Manajemen ini akan mengarahkan manajemen ketiga industri pertahanan nasional dalam merancang kegiatannya agar industri ini tumbuh berkembang sebagaimana laiknya industri komersial sekaligus industri pertahanan nasional (dual production’s line) agar memiliki keunggulan komparatif dan kompetitif. IMI akan mudah mengarahkan manajemen ketiga industri pertahanan nasional tersebut dengan merujuk apa maunya (berturut-turut) Kepentingan Nasional—Strategi Keamanan Nasional—Strategi pertahanan nasional— Strategi militer nasional—Kebijakan KAS Angkatan; sekurang-kurangnya 5 tahun ke depan. IMI akan sering berhubungan dengan petinggi Dephan dan TNI membahas setiap rencana strategi, evaluasi dan kaji ulangnya (SDR).
Adanya kejelasan hadirnya parameter strategik ini, akan memudahkan manajemen ketiga industri pertahanan nasional untuk berhitung seakurat mungkin tentang masa depannya.Beberapa keuntungan menggunakan model ini.
Pertama, industri pertahanan nasional akan selalu memiliki komitmen yang tinggi untuk mendukung dan menjamin terlaksananya strategi pertahanan nasional dan strategi militer nasional. Kedua, dengan dibatasinya jumlah pemasok (termasuk ATK,dll) manajemen akan mudah mempertanggungjawabkan kualitas divisi-divisi di bawahnya termasuk para pemasoknya. Ketiga, industri pertahanan nasional akan ikut berproses dalam transfer teknologi (termasuk cost-estimatenya) dengan pemasok-pemasok asing dengan harapan dikemudian hari akan mampu berdiri sendiri.
Keempat, semua alut,barang dan jasa yang digunakan Dephan dan TNI akan standar dan dijamin dalam jangka cukup lama akan mudah didapat,setidak-tidaknya dibandingkan langsung dari rekanan seperti selama ini yang sudah dilakukan.

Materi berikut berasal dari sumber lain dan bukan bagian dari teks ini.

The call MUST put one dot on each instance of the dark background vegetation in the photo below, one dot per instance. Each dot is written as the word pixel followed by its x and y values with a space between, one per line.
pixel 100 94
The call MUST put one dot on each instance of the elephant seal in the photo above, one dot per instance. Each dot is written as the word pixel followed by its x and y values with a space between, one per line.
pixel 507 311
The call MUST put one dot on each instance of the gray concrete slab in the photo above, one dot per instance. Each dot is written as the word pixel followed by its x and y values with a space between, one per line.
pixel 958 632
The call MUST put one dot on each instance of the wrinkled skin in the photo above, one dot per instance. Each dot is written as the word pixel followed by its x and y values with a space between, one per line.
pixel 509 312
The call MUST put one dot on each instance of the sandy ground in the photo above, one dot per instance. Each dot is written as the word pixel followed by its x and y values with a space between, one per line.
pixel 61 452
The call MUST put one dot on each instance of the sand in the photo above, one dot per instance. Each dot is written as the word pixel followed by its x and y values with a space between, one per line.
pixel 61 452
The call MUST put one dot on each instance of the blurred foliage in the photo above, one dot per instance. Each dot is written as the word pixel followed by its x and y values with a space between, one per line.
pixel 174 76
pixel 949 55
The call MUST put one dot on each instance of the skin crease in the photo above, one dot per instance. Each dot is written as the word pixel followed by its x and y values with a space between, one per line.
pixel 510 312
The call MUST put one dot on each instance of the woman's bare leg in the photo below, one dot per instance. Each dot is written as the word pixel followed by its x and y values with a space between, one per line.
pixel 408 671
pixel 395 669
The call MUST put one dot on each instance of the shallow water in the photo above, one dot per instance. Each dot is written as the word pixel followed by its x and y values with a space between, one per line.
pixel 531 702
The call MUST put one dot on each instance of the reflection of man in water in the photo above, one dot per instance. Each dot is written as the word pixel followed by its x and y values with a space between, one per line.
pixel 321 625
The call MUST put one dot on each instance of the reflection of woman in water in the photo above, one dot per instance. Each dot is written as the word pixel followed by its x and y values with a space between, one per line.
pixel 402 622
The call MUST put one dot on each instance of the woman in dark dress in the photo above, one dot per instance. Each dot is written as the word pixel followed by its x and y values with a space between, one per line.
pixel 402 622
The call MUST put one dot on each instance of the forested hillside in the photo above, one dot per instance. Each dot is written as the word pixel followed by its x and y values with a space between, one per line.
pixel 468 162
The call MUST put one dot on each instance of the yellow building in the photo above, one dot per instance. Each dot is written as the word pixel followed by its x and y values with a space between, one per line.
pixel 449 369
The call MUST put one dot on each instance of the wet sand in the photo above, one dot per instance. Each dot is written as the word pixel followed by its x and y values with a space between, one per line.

Kelima, memudahkan pengendalian inventory Dephan dan TNI. Keenam, dengan dibatasinya serta dikendalikannya para pemasok dibawah kendali industri pertahanan nasional, manajemen akan memiliki data base yang cukup baik dan di kemudian hari mudah melakukan survei, riset dengan performa “efektivitas-biaya”. Mungkin sudah waktunya Dephan dan TNI melakukan studi akademik tentang “efektivitas-biaya” belajar dari sistem akuisisi terdahulu [total cost pengadaan kapal PR ex Jerman Timur, total cost sucad alut baru ex Belanda thn 1975-an dll, semuanya dibandingkan dengan effektivitas operasionalnyaà efisienkah?]. Dengan performa ini akan mengajak ketiga manajemen industri pertahanan nasional untuk membangun industrinya jauh lebih efisien sehingga program pembangunan kekuatan TNI bisa jauh lebih efisien.
4. Penutup
Demikian kajian ini dibuat untuk digunakan sebagai masukan atau bahan pertimbangan dalam menentukan langkah-langkah berkaitan dengan pembangunan kekuatan Angkatan Laut di masa depan.